Tatsächlich wird bei uns vor der Haustür so viel Weizen geerntet, dass NRW in der Bilanz sogar mehr exportiert als einführt. Vor allem die Niederland und Belgien sind Abnehmer des deutschen Getreides, von dem 2021 beinahe eine halbe Million Tonnen ins Ausland verkauft wurde.

Zu Preisen zwischen 200 und 300 Euro pro Tonne. Mit dem Kriegsbeginn in der Ukraine am 24. Februar 2022 stiegen die Preise dann innerhalb weniger Tage auf rund 400 Euro, dort befinden sie sich aktuell weiterhin. Daran dürfte sich absehbar nichts ändern, selbst wenn der Krieg in Europa sofort beendet würde. 2021 betrug der Anteil der Ukraine und Russlands an der Weizenproduktion weltweit knapp 30 Prozent.

Der Weizenpreis ist so etwas wie der Eckpreis für viele landwirtschaftliche Produkte. Für die anderen Getreidearten sowieso, aber auch für andere Produkte“, erklärt Präsident Beringmeier, warum nicht nur Weizenmehl teurer geworden ist. Am Brötchen mache dies etwa zwei Eurocent aus.

Russland könnte als Weizenproduzent im kommenden Jahr ausfallen, bei der Ukraine ist es sehr wahrscheinlich.

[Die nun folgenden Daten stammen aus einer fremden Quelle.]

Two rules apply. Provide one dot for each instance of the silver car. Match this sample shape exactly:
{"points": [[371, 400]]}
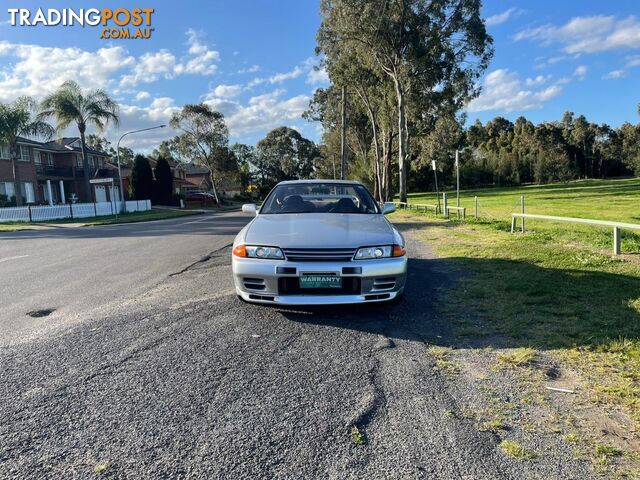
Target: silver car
{"points": [[319, 242]]}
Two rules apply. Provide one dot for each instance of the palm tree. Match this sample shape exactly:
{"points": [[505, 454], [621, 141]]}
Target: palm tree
{"points": [[16, 120], [69, 104]]}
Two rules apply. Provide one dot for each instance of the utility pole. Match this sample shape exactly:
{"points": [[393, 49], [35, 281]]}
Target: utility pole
{"points": [[123, 204], [435, 176], [457, 178], [343, 143]]}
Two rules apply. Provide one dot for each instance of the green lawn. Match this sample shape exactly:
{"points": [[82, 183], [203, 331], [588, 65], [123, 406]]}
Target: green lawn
{"points": [[554, 288], [616, 200], [106, 219]]}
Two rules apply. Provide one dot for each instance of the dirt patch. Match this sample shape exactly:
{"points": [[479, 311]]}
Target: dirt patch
{"points": [[45, 312]]}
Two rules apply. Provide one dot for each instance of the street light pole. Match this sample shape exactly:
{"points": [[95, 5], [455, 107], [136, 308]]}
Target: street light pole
{"points": [[457, 178], [124, 205]]}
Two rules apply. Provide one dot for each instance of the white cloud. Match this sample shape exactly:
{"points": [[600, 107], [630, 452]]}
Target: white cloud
{"points": [[503, 90], [282, 77], [251, 69], [36, 71], [615, 75], [227, 90], [317, 76], [593, 34], [141, 95], [581, 71], [539, 80], [262, 112], [502, 17], [633, 61], [152, 66]]}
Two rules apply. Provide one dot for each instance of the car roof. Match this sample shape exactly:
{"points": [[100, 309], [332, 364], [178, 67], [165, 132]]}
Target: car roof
{"points": [[319, 180]]}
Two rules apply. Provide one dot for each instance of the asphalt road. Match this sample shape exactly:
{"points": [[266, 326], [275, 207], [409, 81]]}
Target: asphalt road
{"points": [[179, 379], [80, 271]]}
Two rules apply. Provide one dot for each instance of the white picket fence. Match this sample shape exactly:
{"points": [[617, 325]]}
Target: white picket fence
{"points": [[78, 210]]}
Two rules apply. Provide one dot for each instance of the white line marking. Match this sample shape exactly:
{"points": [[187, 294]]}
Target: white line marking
{"points": [[12, 258]]}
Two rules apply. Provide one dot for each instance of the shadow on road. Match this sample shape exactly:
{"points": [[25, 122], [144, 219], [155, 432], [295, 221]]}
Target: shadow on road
{"points": [[504, 303], [192, 225]]}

Das gilt auch für die Lieferung von mineralischem Dünger, der rund 50 Prozent auf deutschen Feldern ausmacht. Düngerfabriken in der Ukraine seien zum Teil zerstört worden. Die Lieferkette über ukrainische Häfen dürfte absehbar gerissen sein. Während in NRW, wo es noch relativ viel Tierhaltung gibt, viel organischer Dünger eingesetzt werde, sei vor allem Ostdeutschland auf Mineraldünger angewiesen. Teuer bleibe dieser Dünger allemal, da zur Herstellung viel Energie (Gas) benötigt werde. Bereits jetzt sei daher organischer Dünger, also Gülle, entsprechend stark gefragt. Eilends eine Dünger-Produktion in Deutschland aufzubauen sei keine Lösung.

Raps nicht unendlich ausbaubar

Verstärkt auf gefragte Produkte wie Raps umzustellen sei in gewissem Umfang denkbar. Die Fläche könne etwas ausgedehnt werden, allerdings brauche Raps bessere Böden als andere Sorten. Eine weitere Einschränkung: „Raps ist anders als Mais nicht mit sich selbst verträglich“, erinnert Beringmeier. Sprich: Auf dem selben Feld kann nicht mehrfach hintereinander Raps angebaut und geerntet werden.

Mit Fragen der Versorgungs- und Ernährungssicherheit beschäftigte sich am Dienstag das gesamte WLV-Präsidium auf seiner Sitzung. Die im vergangenen Jahr beschlossene gemeinsamen Agrarpolitik (GAP) sieht ab 2023 vor, mindestens vier Prozent landwirtschaftlicher Fläche stillzulegen. „Wir wollen den Umwelt- und Naturschutz nicht mit Füßen treten. Im Gegenteil. Allerdings sollte dieser Beschluss mit Blick auf Ernährungssicherheit vielleicht überdacht werden“, sagt Beringmeier. Mit der Politik sei man dazu in Gesprächen.

Imagewandel in der Krise

Der WLV-Präsident Hubertus Beringmeier nimmt wahr, dass sich durch die aktuelle Lage die Haltung vieler Verbraucher verändert hat: „Die Wertschätzung für uns und unsere Produkte ist heute eine ganz andere als noch vor sechs Monaten.“

Der Verband sieht darin eine Chance, dass sich die Menschen wieder anders mit Landwirtschaft auseinandersetzten. „Wir deutschen Bauern sind bereit dafür zu sorgen, dass die Regale gefüllt bleiben“, verspricht Beringmeier.